The United States Federal Reserve has launched a $25 billion funding program for banks and other depository firms to maintain liquidity as a wave of industry shutdowns has covered another bank
In a Mar. 12 statement, the US Federal Reserve Board announced the creation of a $25 billion Bank Term Funding Program (BTFP). The support program offers loans of up to one year to banks, savings associations, credit unions, and other eligible depository institutions.
The initiative is aimed at helping banks with possible liquidity issues at times when industry turmoil has already wiped out the Silicon Valley and Signature Banks’ assets, forcing them to leave the market.
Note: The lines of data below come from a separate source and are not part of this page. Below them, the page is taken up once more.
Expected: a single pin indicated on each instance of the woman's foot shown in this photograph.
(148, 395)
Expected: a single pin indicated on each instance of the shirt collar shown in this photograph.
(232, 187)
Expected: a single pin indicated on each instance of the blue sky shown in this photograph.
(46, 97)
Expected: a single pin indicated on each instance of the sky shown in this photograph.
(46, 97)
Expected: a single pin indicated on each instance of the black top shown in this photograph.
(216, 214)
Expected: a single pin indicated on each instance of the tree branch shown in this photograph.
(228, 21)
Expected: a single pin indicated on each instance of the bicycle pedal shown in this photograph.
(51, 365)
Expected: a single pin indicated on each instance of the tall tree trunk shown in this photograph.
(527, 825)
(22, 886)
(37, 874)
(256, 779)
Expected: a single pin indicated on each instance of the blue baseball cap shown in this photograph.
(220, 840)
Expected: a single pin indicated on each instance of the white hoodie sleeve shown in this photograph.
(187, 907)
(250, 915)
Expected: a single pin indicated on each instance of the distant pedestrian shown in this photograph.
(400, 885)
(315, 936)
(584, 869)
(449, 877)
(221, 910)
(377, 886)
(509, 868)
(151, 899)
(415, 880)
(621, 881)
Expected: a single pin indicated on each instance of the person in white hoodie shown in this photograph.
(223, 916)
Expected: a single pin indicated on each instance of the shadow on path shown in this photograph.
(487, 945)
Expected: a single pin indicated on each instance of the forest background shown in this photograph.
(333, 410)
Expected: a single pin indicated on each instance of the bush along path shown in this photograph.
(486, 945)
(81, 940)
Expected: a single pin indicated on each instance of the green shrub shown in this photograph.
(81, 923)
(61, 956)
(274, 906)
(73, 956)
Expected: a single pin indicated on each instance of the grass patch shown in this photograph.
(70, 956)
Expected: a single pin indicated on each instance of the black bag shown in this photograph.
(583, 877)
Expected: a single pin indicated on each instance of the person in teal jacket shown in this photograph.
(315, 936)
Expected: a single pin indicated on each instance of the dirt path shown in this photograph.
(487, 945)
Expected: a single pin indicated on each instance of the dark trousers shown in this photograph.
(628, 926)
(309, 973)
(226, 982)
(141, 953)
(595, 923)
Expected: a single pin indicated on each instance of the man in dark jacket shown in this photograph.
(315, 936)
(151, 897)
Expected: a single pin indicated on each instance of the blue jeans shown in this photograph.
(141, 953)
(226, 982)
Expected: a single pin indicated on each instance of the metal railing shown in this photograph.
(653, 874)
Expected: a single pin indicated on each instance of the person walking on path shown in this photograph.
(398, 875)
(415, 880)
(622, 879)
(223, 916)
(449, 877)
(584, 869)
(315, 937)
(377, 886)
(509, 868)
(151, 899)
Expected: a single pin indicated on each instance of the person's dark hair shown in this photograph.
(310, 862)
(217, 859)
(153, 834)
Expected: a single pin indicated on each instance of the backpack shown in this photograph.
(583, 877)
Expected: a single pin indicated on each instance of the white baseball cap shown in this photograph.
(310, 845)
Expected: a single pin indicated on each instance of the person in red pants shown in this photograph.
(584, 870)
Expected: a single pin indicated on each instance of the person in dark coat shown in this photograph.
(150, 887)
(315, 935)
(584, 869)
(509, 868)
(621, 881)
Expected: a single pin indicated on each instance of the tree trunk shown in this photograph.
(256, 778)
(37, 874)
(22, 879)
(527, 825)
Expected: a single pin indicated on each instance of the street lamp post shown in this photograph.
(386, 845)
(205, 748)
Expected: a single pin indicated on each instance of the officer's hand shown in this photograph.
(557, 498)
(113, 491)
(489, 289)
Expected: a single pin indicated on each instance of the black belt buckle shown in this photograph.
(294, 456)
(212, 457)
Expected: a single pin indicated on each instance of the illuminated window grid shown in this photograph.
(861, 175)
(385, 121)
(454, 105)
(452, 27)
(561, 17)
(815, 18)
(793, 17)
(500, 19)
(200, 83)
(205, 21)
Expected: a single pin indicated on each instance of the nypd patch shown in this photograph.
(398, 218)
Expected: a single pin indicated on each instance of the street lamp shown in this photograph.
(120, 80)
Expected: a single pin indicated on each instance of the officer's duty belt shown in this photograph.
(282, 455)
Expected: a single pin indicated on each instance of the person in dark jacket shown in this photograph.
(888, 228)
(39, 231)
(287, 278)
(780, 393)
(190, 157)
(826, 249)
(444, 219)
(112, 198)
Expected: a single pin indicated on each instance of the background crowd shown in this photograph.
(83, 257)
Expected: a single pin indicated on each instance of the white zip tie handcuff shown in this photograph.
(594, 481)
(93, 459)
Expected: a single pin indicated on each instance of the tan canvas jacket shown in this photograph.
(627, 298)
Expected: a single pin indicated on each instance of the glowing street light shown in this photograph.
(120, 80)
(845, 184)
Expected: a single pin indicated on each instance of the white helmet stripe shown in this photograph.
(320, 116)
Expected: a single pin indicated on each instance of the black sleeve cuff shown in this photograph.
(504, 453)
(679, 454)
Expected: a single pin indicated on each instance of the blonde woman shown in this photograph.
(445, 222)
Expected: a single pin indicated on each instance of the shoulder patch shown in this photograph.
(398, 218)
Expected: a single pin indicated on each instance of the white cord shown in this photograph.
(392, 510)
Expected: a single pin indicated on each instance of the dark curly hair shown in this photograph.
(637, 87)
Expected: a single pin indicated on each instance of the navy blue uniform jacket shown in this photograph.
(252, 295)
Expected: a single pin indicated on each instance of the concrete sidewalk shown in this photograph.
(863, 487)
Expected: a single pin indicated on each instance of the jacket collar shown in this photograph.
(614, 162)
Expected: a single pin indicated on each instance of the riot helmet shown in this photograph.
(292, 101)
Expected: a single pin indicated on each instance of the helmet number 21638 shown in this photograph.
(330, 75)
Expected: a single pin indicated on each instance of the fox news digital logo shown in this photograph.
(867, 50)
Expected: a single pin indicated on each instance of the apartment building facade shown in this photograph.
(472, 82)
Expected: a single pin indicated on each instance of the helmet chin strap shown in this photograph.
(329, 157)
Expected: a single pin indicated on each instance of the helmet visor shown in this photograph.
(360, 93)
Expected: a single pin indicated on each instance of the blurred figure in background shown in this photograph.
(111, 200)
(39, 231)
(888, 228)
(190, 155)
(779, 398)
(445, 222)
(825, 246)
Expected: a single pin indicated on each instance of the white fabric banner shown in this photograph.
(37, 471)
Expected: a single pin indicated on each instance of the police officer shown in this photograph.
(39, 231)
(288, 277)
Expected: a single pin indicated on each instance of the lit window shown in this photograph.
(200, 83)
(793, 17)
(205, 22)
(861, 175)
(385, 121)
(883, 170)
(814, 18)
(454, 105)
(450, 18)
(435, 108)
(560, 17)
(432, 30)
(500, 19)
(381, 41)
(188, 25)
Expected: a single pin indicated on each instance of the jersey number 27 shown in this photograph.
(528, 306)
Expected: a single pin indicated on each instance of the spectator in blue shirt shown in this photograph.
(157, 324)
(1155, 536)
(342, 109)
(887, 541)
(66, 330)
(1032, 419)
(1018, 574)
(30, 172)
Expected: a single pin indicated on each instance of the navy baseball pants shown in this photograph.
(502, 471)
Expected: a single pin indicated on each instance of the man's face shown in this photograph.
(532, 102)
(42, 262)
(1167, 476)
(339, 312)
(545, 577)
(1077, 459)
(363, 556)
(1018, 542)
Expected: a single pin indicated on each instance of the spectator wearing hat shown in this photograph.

The new funding source would become an alternative for banks facing financial stresses instead of inevitably selling their securities. Eligible firms must pledge U.S. Treasurys, agency debt and mortgage-backed securities or other qualifying assets as collateral if they want to avail of the loan. The given securities will be valued “at par” — the price at which the assets were issued, which makes the offering quite a deal.
The news arrived on the same day New York financial regulator NYDFS closed Signature Bank, known to serve a number of crypto firms, “to protect the U.S. economy and strengthen public confidence in the banking system”.
A few days ago, Silicon Valley Bank (SVB) announced a sale of assets and stocks to raise additional capital, which ultimately only sped up the institution’s collapse. The bank’s dire situation was aggravated by the stablecoin issuer Circle’s disclosure of a $3.3 billion deposit in SVB.
A domino effect observed in the banking industry traces back to the collapse of Silvergate – crypto-friendly bank associated with the infamous FTX and Alameda.